SQL Select on a Versioned SDE Layer

SDE has a fairly complicated table structure. A versioned layer will have five tables (business, spatial, index, add, and delete tables), along with references in all kinds of other tables in the SDE database. A select on the business table will not retrieve a correct recordset on a versioned layer, as changes to the layer are stored in the add and delete tables and not in the business table itself. While all of that complexity arguably enables a lot of functionality, it makes writing a simple select statement on a layer a major pain.*

First, you need to figure out the registration ID of your layer. That information is stored in the sde_table_registry in your SDE database.

select registration_id, database_name, table_name, owner from sde.sde.sde_table_registry where table_name = ‘library_t’

Your registration id is a number SDE will tack on to the non-business table tables. For example, if your layer registry was 109, your add table would be a109. I generally get the other fields so I can be doubly sure I’m looking at the right layer.

That’s what we need to write a SQL select statement to get a correct recordset of our versioned layer. We’re assuming here that your library_t layer has a registration id from the last step of 107.

select objectid, shape, name, address from gis.sde.library_t l
where not exists (select * from gis.sde.d107 d where l.objectid = d.sde_deletes_row_id)
union select objectid, shape, name, address from gis.sde.a107

What we’re doing is a select statement in three parts. First, we get the fields we want from the business table (no select * here - we’ll need the list of fields later in the statement). Next, we remove all of the records from the business table that have object id’s in the delete table, as those records have been removed.

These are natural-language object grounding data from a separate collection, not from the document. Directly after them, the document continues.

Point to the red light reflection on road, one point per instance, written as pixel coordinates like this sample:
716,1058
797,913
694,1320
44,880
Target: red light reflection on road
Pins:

Finally, we tack all of the records from the add table onto the bottom of the main business table results minus the deletes.

That’s it - this SQL will get you a proper recordset from a versioned SDE layer. If it’s something you’re going to need to do a lot, you’ll probably want to put it in a web service so you won’t have to write all of that code every time.

*As a comparision - PostGIS has one table for each layer (the geometry is stored in a text field in the business table itself), and one table that references all of the layers. Simplicity at its finest.